Stamattina mi sono imbattuta in un commento che deprecava “l’idealismo magico”. Cito il commento, di per sé ininfluente come potreste giustamente rimproverarmi, perché è la spia di un modo di vedere molto più vasto: so di ripetere fino allo sfinimento che senza mito e immaginario siamo nulla, ma dal momento che sembra non esserci argine, insisto.

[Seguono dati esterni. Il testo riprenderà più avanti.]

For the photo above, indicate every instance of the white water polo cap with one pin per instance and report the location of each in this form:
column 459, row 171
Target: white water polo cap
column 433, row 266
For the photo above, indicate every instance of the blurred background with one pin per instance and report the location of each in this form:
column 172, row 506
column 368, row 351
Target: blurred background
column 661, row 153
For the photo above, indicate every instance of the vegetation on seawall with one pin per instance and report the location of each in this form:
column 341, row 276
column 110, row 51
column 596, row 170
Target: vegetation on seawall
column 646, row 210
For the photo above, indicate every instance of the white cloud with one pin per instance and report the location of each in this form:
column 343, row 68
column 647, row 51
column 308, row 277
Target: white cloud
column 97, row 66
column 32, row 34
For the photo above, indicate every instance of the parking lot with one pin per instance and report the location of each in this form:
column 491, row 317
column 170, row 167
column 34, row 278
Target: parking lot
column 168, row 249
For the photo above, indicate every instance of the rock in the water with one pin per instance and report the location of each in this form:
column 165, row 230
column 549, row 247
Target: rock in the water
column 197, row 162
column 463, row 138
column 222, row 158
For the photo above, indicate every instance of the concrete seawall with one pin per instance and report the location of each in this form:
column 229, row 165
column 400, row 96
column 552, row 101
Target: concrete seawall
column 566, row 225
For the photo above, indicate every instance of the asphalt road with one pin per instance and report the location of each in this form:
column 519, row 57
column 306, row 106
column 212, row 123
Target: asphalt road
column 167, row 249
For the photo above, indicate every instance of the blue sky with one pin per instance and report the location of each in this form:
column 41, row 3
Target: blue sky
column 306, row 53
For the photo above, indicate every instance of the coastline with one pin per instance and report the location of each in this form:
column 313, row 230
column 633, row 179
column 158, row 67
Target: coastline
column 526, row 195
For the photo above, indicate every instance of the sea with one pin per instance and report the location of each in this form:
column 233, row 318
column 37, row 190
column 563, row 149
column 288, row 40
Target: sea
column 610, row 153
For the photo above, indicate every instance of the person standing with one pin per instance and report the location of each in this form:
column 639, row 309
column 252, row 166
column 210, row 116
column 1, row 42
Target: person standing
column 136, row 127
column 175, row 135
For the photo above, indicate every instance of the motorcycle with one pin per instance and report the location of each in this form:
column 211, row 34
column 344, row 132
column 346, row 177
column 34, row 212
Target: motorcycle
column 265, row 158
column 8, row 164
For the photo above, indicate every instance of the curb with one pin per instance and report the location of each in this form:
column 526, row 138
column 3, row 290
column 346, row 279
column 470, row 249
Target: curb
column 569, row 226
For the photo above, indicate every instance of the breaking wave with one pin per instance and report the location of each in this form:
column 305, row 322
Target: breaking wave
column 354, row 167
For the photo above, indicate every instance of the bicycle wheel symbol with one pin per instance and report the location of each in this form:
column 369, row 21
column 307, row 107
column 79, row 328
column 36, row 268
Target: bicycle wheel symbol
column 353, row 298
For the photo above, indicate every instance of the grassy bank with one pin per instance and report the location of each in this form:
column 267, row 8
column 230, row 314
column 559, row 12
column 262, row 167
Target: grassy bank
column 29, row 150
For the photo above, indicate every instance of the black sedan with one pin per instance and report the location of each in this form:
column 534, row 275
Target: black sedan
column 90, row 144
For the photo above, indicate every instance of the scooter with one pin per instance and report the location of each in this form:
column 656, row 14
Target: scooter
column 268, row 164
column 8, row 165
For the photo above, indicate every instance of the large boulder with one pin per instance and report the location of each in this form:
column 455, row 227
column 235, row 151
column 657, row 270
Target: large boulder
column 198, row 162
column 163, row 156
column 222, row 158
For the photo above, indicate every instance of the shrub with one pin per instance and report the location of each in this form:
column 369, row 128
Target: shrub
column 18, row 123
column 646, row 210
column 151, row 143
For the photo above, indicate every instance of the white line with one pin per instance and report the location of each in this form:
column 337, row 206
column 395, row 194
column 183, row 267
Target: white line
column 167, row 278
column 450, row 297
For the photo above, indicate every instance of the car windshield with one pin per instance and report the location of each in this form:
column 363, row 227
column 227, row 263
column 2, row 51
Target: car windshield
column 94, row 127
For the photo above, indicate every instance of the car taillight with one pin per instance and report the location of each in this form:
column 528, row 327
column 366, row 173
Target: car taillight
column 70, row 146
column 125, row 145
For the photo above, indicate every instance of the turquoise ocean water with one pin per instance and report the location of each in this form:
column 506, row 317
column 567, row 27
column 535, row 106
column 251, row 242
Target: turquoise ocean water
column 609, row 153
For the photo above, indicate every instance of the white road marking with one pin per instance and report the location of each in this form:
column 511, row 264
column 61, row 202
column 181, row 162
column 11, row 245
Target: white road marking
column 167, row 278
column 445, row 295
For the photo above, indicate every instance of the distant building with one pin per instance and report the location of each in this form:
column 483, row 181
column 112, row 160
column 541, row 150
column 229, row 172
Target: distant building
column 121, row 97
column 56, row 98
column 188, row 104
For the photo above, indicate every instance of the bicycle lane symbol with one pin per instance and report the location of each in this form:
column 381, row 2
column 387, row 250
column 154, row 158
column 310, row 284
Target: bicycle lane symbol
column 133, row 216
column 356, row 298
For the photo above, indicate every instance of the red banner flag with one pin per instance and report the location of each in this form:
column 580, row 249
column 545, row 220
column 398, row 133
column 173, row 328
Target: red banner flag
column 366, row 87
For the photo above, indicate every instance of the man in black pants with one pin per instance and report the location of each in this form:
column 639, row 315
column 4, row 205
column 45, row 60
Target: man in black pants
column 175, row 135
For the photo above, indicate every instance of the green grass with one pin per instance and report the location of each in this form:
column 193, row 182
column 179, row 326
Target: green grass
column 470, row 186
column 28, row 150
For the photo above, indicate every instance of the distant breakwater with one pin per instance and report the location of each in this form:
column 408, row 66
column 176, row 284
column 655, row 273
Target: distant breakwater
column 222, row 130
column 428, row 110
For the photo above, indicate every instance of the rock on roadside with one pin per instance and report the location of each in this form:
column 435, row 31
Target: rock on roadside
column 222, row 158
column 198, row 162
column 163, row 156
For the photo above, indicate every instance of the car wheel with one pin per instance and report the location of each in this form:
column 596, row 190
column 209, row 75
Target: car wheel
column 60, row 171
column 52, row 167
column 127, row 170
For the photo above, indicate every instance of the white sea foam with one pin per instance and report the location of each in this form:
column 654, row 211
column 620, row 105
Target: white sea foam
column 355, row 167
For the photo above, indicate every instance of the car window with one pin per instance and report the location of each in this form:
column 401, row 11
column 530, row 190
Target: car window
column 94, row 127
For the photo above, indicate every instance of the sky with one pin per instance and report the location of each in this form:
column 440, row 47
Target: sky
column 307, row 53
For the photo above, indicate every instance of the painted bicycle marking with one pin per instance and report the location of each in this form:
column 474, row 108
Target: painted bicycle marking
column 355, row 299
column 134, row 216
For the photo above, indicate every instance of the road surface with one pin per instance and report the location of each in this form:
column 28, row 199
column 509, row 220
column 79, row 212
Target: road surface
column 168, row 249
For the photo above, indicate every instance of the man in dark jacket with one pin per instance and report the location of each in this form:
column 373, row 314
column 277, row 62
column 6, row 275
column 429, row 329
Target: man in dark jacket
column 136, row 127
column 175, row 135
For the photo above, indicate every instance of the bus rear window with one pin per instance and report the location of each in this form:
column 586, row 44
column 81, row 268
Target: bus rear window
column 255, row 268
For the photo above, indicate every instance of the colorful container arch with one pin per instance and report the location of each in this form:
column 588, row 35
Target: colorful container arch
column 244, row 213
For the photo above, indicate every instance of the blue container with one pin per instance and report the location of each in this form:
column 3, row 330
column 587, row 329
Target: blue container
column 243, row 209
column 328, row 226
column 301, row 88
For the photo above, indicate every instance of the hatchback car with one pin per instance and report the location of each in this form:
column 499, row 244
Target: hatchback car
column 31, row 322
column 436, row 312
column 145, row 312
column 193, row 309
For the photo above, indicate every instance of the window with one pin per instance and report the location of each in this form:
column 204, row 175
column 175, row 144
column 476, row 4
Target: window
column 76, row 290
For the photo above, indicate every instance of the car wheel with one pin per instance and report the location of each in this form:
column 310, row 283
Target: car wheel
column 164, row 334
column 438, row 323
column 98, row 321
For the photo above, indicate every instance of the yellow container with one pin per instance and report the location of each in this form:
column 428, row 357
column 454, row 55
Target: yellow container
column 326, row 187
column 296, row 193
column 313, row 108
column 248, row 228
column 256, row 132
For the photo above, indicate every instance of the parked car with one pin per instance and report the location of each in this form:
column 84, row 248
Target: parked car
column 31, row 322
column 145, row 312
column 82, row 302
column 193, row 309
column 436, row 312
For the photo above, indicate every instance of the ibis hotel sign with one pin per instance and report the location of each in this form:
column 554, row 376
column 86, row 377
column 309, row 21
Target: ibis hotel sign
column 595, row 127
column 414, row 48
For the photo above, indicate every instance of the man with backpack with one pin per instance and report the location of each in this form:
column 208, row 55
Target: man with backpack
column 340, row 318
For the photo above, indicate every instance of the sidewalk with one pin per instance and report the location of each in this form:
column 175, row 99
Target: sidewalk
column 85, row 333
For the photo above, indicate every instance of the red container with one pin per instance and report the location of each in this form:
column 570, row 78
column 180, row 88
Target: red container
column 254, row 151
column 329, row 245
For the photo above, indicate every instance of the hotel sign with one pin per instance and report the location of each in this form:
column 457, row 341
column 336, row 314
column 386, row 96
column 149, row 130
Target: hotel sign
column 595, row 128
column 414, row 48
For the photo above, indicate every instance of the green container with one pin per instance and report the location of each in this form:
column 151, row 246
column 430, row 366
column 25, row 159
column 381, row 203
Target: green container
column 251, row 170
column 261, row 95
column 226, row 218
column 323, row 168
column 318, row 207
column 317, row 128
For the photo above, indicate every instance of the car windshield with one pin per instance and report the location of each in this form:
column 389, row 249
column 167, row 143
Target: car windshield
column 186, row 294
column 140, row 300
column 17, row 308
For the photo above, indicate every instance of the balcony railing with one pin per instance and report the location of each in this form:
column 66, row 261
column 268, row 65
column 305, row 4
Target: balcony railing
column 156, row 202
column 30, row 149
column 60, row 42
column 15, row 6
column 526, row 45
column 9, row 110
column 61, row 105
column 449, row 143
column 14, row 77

Anzi, cito Benjamin Labatut, l’autore di Quando abbiamo smesso di capire il mondo e Maniac. Che, attenzione, parlano, labatutianamente, di scienza e scienziati. Labatut, in un’intervista del 2021, dice:
“La realtà non basta. La realtà non ci è mai bastata. Da quando l’essere umano ha iniziato a pensare, ha ricoperto il mondo intero con uno strato di finzione. Se lo si toglie, di solito il risultato è terrificante. Perché senza la finzione il mondo non ha senso. Più che scrivere sulla scienza, mi interessa scrivere su ciò che la scienza scopre ma non riesce a comprendere, almeno non del tutto. E l’unico modo di avvicinarsi al cuore oscuro delle cose, o alle loro arterie più luminose e accecanti, è attraverso i meccanismi della visione interiore, che sono proprio quelli dell’arte e della finzione. Ci sono molte cose che si nascondono dietro i fatti, perché ai mostri non piace far vedere il proprio viso. Illuminare quello spazio, penetrare nei meandri della mente umana, richiede un atto creativo, qualcosa che sia pieno della stessa incertezza, e della stessa potenza e stranezza, che c’è nell’anima del mondo”.